# Matching Exercise

In this exercise, we’ll be evaluating how getting a college degree impacts earnings in the US using matching.

# Data Setup

In [10]:
import pandas as pd

df = pd.read_stata(
    "./data/cps_for_matching.dta"
)

df.head()

Unnamed: 0,index,annual_earnings,female,simplified_race,has_college,age,county,class94
0,151404,,1,3.0,1,30,0-WV,"Private, For Profit"
1,123453,,0,0.0,0,21,251-TX,"Private, For Profit"
2,187982,,0,0.0,0,40,5-MA,"Self-Employed, Unincorporated"
3,122356,,1,0.0,1,27,0-TN,"Private, Nonprofit"
4,210750,42900.0,1,0.0,0,52,0-IA,"Private, For Profit"

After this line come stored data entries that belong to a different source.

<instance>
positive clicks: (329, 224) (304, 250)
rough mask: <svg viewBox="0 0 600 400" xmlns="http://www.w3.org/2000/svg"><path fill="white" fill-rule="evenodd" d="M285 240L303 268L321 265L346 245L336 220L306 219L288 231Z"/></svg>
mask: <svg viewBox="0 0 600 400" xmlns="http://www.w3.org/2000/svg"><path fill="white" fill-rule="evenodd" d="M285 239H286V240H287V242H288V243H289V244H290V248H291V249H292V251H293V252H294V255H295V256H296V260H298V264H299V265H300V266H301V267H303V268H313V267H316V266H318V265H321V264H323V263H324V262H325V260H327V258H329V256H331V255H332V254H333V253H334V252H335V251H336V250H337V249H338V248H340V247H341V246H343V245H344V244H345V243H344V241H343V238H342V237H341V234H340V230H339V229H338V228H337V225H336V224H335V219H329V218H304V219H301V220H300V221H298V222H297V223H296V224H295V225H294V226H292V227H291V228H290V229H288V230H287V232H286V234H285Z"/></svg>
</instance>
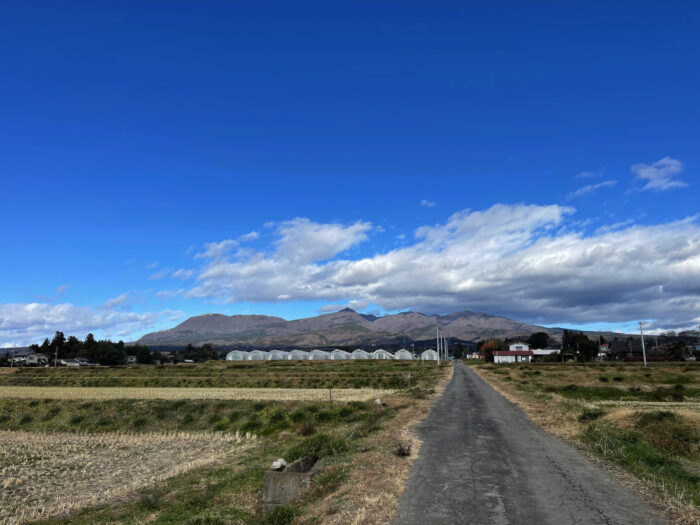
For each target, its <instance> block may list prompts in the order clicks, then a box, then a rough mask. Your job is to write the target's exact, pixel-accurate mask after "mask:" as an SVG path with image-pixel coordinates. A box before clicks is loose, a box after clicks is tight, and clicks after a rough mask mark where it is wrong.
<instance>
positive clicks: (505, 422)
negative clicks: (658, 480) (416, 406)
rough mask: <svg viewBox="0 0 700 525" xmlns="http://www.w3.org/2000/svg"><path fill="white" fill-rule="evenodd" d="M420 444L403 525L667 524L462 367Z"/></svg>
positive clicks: (405, 512) (448, 387) (519, 410)
mask: <svg viewBox="0 0 700 525" xmlns="http://www.w3.org/2000/svg"><path fill="white" fill-rule="evenodd" d="M419 434H420V437H421V438H422V439H423V441H424V442H423V445H422V447H421V450H420V457H419V458H418V459H417V460H416V462H415V463H414V466H413V470H412V472H411V477H410V479H409V481H408V485H407V487H406V491H405V492H404V494H403V496H402V497H401V502H400V505H399V511H398V514H397V516H396V518H395V520H394V522H393V523H394V525H427V524H452V523H474V524H487V523H495V524H514V525H516V524H518V525H519V524H553V525H554V524H556V525H564V524H570V523H571V524H573V523H576V524H589V523H591V524H592V523H607V524H634V525H642V524H643V525H648V524H656V523H665V522H664V521H663V520H662V519H661V518H659V517H657V516H656V515H655V514H653V512H652V511H651V510H650V509H649V508H648V507H647V506H646V505H645V504H644V503H643V502H642V501H641V500H640V499H639V498H638V497H636V496H635V495H633V494H631V493H629V492H628V491H626V490H625V489H623V488H621V487H620V486H618V485H617V484H616V483H615V482H614V481H612V480H611V479H609V478H608V477H607V476H606V475H605V474H604V473H603V472H601V471H600V470H599V469H597V468H596V467H595V466H593V465H592V464H591V463H590V462H589V461H588V460H586V459H585V458H584V457H583V456H582V455H581V454H579V453H578V452H577V451H576V450H574V449H573V448H571V447H570V446H568V445H566V444H565V443H563V442H561V441H559V440H558V439H556V438H554V437H552V436H550V435H549V434H546V433H545V432H544V431H543V430H541V429H540V428H538V427H537V426H536V425H535V424H534V423H532V422H530V421H529V420H528V419H527V418H526V416H525V414H524V413H523V412H522V411H521V410H520V409H519V408H518V407H516V406H515V405H513V404H512V403H510V402H509V401H507V400H506V399H505V398H503V397H502V396H501V395H500V394H498V393H497V392H496V391H494V390H493V389H492V388H491V387H490V386H489V385H488V384H487V383H485V382H484V381H483V380H482V379H481V378H480V377H479V376H477V375H476V374H475V373H474V372H473V371H472V370H470V369H469V368H468V367H466V366H464V365H462V364H461V363H456V364H455V371H454V376H453V378H452V380H451V382H450V384H449V385H448V386H447V389H446V390H445V393H444V394H443V396H442V397H441V398H440V399H439V400H438V401H437V402H436V404H435V406H434V407H433V410H432V412H431V413H430V416H429V417H428V418H427V419H426V420H425V421H424V422H423V424H422V425H421V426H420V428H419Z"/></svg>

# Getting To Know Your Data
Before you start matching, it is important to examine your data to ensure that matching is feasible (you have some overlap the the features of people in the treated and untreated groups), and also that there is a reason to match: either you’re unsure about some of the functional forms at play, or your have some imbalance between the two groups.

## Exercise 1
Show the raw difference of annual_earnings between those with and without a college degree (has_college). Is the difference statistically significant?

In [11]:
cps[cps['annual_earnings'].isnull() == False].head()

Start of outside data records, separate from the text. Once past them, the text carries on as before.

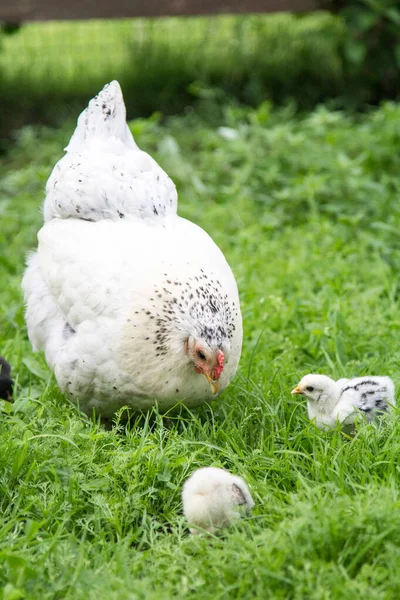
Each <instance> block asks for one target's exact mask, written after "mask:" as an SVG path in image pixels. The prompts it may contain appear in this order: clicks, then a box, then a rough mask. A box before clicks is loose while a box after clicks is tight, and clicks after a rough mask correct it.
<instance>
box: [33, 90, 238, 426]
mask: <svg viewBox="0 0 400 600" xmlns="http://www.w3.org/2000/svg"><path fill="white" fill-rule="evenodd" d="M104 107H105V108H104ZM46 191H47V193H46V199H45V210H44V212H45V225H44V226H43V228H42V229H41V230H40V232H39V234H38V238H39V246H38V251H37V253H35V254H34V255H32V256H31V257H30V259H29V261H28V268H27V270H26V273H25V275H24V279H23V289H24V292H25V298H26V304H27V312H26V321H27V326H28V333H29V337H30V340H31V342H32V345H33V346H34V348H35V349H36V350H43V351H44V352H45V355H46V360H47V362H48V364H49V366H50V367H51V368H52V369H54V372H55V375H56V378H57V381H58V384H59V386H60V388H61V390H63V391H64V392H66V393H68V394H69V395H70V397H71V398H72V400H74V401H76V402H79V405H80V407H81V408H82V409H83V410H84V411H86V412H87V413H90V412H91V411H92V409H93V408H96V409H97V411H98V412H100V413H101V414H102V415H104V416H111V415H112V414H113V413H114V412H115V411H116V410H117V409H118V408H120V407H121V406H123V405H129V406H131V407H133V408H134V409H135V410H146V409H147V408H149V407H150V406H152V405H154V404H155V403H156V402H157V403H158V404H159V405H160V408H161V409H162V410H167V409H168V408H169V407H170V406H172V405H174V404H176V403H177V402H178V401H181V400H183V401H184V402H185V404H187V405H188V406H197V405H198V404H200V403H201V402H204V401H209V400H211V399H212V398H213V397H214V396H213V394H212V393H211V390H210V386H209V384H208V383H207V381H206V378H205V377H203V376H202V375H199V374H198V373H196V372H195V371H194V369H193V363H191V362H190V360H189V358H188V356H186V355H185V352H184V348H185V340H186V339H188V337H190V336H192V337H193V338H194V339H203V341H204V343H205V344H206V345H207V339H208V341H209V343H210V344H211V345H212V346H213V350H215V348H217V347H219V346H221V347H222V348H223V351H224V355H225V365H224V370H223V372H222V375H221V378H220V390H223V389H224V388H225V387H226V386H227V385H228V384H229V382H230V381H231V379H232V377H233V375H234V374H235V371H236V369H237V365H238V362H239V358H240V352H241V344H242V323H241V314H240V305H239V298H238V291H237V286H236V282H235V279H234V277H233V274H232V272H231V270H230V268H229V266H228V264H227V262H226V260H225V258H224V256H223V254H222V252H221V251H220V250H219V248H218V247H217V246H216V245H215V243H214V242H213V241H212V239H211V238H210V237H209V236H208V235H207V233H206V232H205V231H203V230H202V229H201V228H200V227H198V226H196V225H194V224H193V223H191V222H189V221H187V220H185V219H182V218H180V217H179V216H178V215H177V214H176V203H177V200H176V190H175V186H174V184H173V183H172V182H171V180H170V179H169V178H168V176H167V175H166V174H165V173H164V172H163V171H162V169H161V168H160V167H159V166H158V165H157V163H156V162H155V161H154V160H153V159H152V158H151V157H150V156H148V155H147V154H146V153H144V152H142V151H141V150H139V149H138V148H137V146H136V144H135V143H134V141H133V138H132V136H131V133H130V131H129V129H128V128H127V125H126V123H125V107H124V104H123V100H122V95H121V91H120V88H119V85H118V84H117V82H113V83H112V84H110V85H109V86H106V87H105V88H104V90H103V91H102V92H101V93H100V94H99V95H98V96H97V97H96V98H95V99H93V100H92V101H91V102H90V104H89V107H88V109H86V111H84V113H82V115H81V116H80V117H79V120H78V126H77V129H76V131H75V133H74V135H73V136H72V139H71V142H70V144H69V145H68V147H67V154H66V156H65V157H64V158H63V159H61V160H60V161H59V163H58V164H57V166H56V167H55V169H54V170H53V173H52V175H51V176H50V179H49V182H48V184H47V188H46ZM214 309H215V310H214ZM207 328H208V329H207ZM210 328H211V329H210ZM210 331H211V332H212V335H211V334H210ZM221 332H222V333H221ZM213 336H214V337H213ZM204 338H207V339H205V340H204Z"/></svg>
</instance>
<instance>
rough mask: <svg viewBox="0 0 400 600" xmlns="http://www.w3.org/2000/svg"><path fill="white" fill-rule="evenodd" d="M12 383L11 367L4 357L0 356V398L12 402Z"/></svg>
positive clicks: (12, 392) (12, 386)
mask: <svg viewBox="0 0 400 600" xmlns="http://www.w3.org/2000/svg"><path fill="white" fill-rule="evenodd" d="M13 384H14V382H13V380H12V379H11V367H10V365H9V364H8V362H7V361H6V359H5V358H3V357H2V356H0V398H2V399H3V400H7V401H8V402H12V395H13Z"/></svg>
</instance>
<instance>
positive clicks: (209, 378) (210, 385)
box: [203, 373, 219, 395]
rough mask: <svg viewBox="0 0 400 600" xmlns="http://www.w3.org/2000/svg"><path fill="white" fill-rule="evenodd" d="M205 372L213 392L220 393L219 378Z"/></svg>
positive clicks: (208, 381) (204, 375) (207, 378)
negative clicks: (210, 375) (211, 377)
mask: <svg viewBox="0 0 400 600" xmlns="http://www.w3.org/2000/svg"><path fill="white" fill-rule="evenodd" d="M203 374H204V377H205V378H206V379H207V381H208V383H209V384H210V388H211V391H212V393H213V394H214V395H215V394H218V390H219V381H218V380H217V379H212V378H211V377H210V375H209V374H208V373H203Z"/></svg>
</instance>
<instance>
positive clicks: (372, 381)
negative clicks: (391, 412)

Unnamed: 0,index,annual_earnings,female,simplified_race,has_college,age,county,class94
4,210750,42900.0,1,0.0,0,52,0-IA,"Private, For Profit"
5,14438,31200.0,0,2.0,0,34,0-NV,"Private, For Profit"
7,108334,20020.0,0,0.0,1,68,0-GA,"Private, For Profit"
8,249989,22859.2,0,0.0,0,46,0-VT,Government - Local
9,64886,73860.8,0,0.0,1,38,0-MT,"Private, For Profit"


In [15]:
from scipy.stats import ttest_ind

dfn = df[df['annual_earnings'].isnull() == False]

# Compare
college    =  dfn[dfn['has_college']==1 ]["annual_earnings"].mean()
nocollege =  dfn[dfn['has_college']==0]["annual_earnings"].mean()

t_test = ttest_ind(dfn[dfn['has_college']==1 ]["annual_earnings"],
                   dfn[dfn['has_college']==0]["annual_earnings"])

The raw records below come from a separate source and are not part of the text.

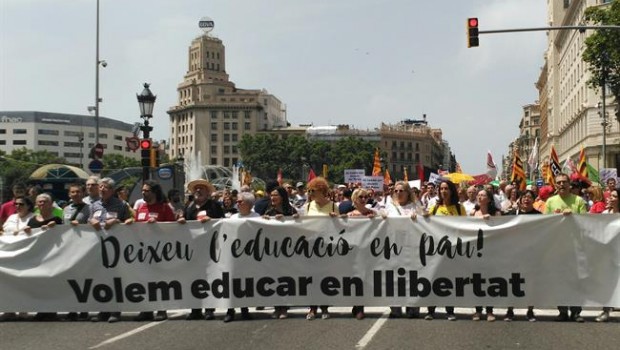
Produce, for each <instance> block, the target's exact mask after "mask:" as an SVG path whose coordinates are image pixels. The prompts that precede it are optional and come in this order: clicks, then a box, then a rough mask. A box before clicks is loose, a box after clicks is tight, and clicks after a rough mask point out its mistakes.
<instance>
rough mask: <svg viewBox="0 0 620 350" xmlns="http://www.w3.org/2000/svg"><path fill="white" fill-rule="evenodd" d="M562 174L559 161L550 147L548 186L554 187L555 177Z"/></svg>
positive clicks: (552, 149)
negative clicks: (549, 184)
mask: <svg viewBox="0 0 620 350" xmlns="http://www.w3.org/2000/svg"><path fill="white" fill-rule="evenodd" d="M561 172H562V168H560V160H559V159H558V154H557V153H556V152H555V147H553V145H552V146H551V160H550V161H549V184H550V185H551V186H555V177H556V176H558V175H559V174H560V173H561Z"/></svg>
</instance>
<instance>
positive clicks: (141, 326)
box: [89, 312, 186, 349]
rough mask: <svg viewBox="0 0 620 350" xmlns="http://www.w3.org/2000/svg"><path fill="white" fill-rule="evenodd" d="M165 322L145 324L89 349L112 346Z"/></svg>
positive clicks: (98, 344)
mask: <svg viewBox="0 0 620 350" xmlns="http://www.w3.org/2000/svg"><path fill="white" fill-rule="evenodd" d="M185 313H186V312H177V313H174V314H172V315H168V318H171V317H177V316H179V315H182V314H185ZM165 322H168V320H165V321H158V322H150V323H147V324H145V325H144V326H140V327H138V328H136V329H133V330H131V331H129V332H125V333H122V334H119V335H117V336H116V337H113V338H110V339H108V340H104V341H102V342H101V343H99V344H97V345H94V346H91V347H90V348H89V349H97V348H100V347H103V346H106V345H109V344H112V343H114V342H117V341H119V340H122V339H125V338H128V337H131V336H132V335H134V334H137V333H140V332H142V331H145V330H147V329H149V328H153V327H156V326H159V325H161V324H164V323H165Z"/></svg>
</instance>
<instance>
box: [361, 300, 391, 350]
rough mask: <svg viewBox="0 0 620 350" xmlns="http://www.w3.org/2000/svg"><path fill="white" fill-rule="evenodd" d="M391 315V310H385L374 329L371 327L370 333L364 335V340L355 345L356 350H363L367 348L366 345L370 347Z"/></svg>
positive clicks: (362, 339)
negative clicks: (381, 328)
mask: <svg viewBox="0 0 620 350" xmlns="http://www.w3.org/2000/svg"><path fill="white" fill-rule="evenodd" d="M389 314H390V309H387V310H385V311H384V312H383V314H382V315H381V317H379V319H378V320H377V321H375V323H374V324H373V325H372V327H370V329H369V330H368V332H366V334H364V336H363V337H362V339H360V340H359V341H358V342H357V344H355V348H356V349H363V348H365V347H366V345H368V343H370V341H371V340H372V337H374V336H375V334H377V333H378V332H379V330H380V329H381V327H383V325H384V324H385V322H386V321H387V319H388V316H389Z"/></svg>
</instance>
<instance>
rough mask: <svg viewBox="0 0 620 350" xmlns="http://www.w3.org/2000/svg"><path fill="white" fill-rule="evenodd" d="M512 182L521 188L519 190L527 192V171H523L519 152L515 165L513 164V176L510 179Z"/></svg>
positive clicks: (515, 150) (516, 152)
mask: <svg viewBox="0 0 620 350" xmlns="http://www.w3.org/2000/svg"><path fill="white" fill-rule="evenodd" d="M510 181H511V182H516V183H517V185H518V186H519V190H520V191H523V190H525V186H526V183H525V170H523V161H522V160H521V157H520V156H519V150H518V149H517V150H515V158H514V163H513V164H512V176H511V177H510Z"/></svg>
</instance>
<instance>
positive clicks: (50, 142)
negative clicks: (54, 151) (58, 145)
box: [37, 140, 58, 146]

print("Annual earnings with college degree: {:.2f}".format(college))
print("Annual earnings without college degree: {:.2f}".format(nocollege))
print("Difference between genders : {:.2f}".format(college-nocollege))
print("P-value : {:.4f}".format(t_test[1]))

Annual earnings with college degree: 53024.16
Annual earnings without college degree: 38865.67
Difference between genders : 14158.50
P-value : 0.0000


**Answer:** The annual salary with a college degree is 53024 dollars, while the annual salary without a college degree is 38865. The difference is about 14158 dollars. According to the p-value of the t-test, the difference is significant.